97人が本棚に入れています
本棚に追加
四月「はじめまして」
咲き誇った桜の花びらが舞う、新年度になったばかりの昼下がり。
会社近くのパスタ専門店でランチ中の水戸雲雀は、出来立ての明太パスタをくるくるとフォークに巻きつけて、深いため息をついた。
その様子を見て、正面に座る同期の足立実世が心配そうに声をかける。
「雲雀どうしたの? 今朝から調子悪そうなんだけど」
「うーん。ちょっとね……」
言いながらくっきりとした猫目を伏せて、ベージュブラウンのミディアムヘアが肩を滑る。
そうしている時は、モテそうな雰囲気が漂うのに。仕事中はいつも業務のことしか頭になくて、今の雲雀にとって恋愛は、いや男は二の次三の次。

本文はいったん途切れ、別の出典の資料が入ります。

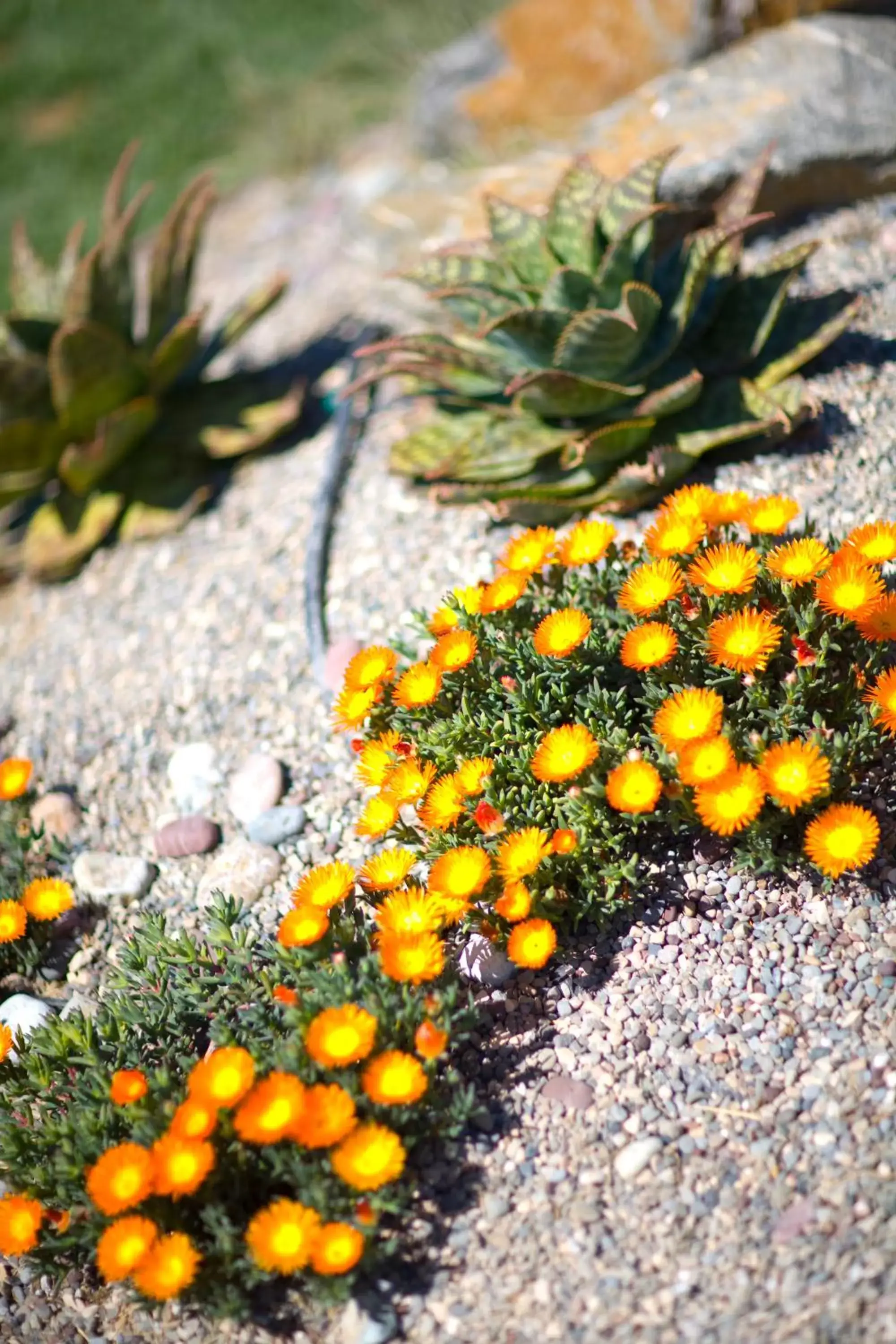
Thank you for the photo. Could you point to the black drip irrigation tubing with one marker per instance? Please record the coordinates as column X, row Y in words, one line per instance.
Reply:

しかし、今朝はその仕事モードも感じられないほどに、どこか気合いに欠けていた。
「フレッシュな新入社員の自己紹介中も、ずっと眉間に皺寄せてたし」
「え! 何それコワ!」
「お前がな」
飲料製造販売会社、ナミア・ホールディングスに入社して三年目の雲雀は、働き盛りの二十四歳で、先輩後輩のみならず同期にも恵まれていた。
その証拠に社内で唯一何でも話せる実世に、何か悩みでも?と問われて、雲雀はようやく胸の内を打ち明ける。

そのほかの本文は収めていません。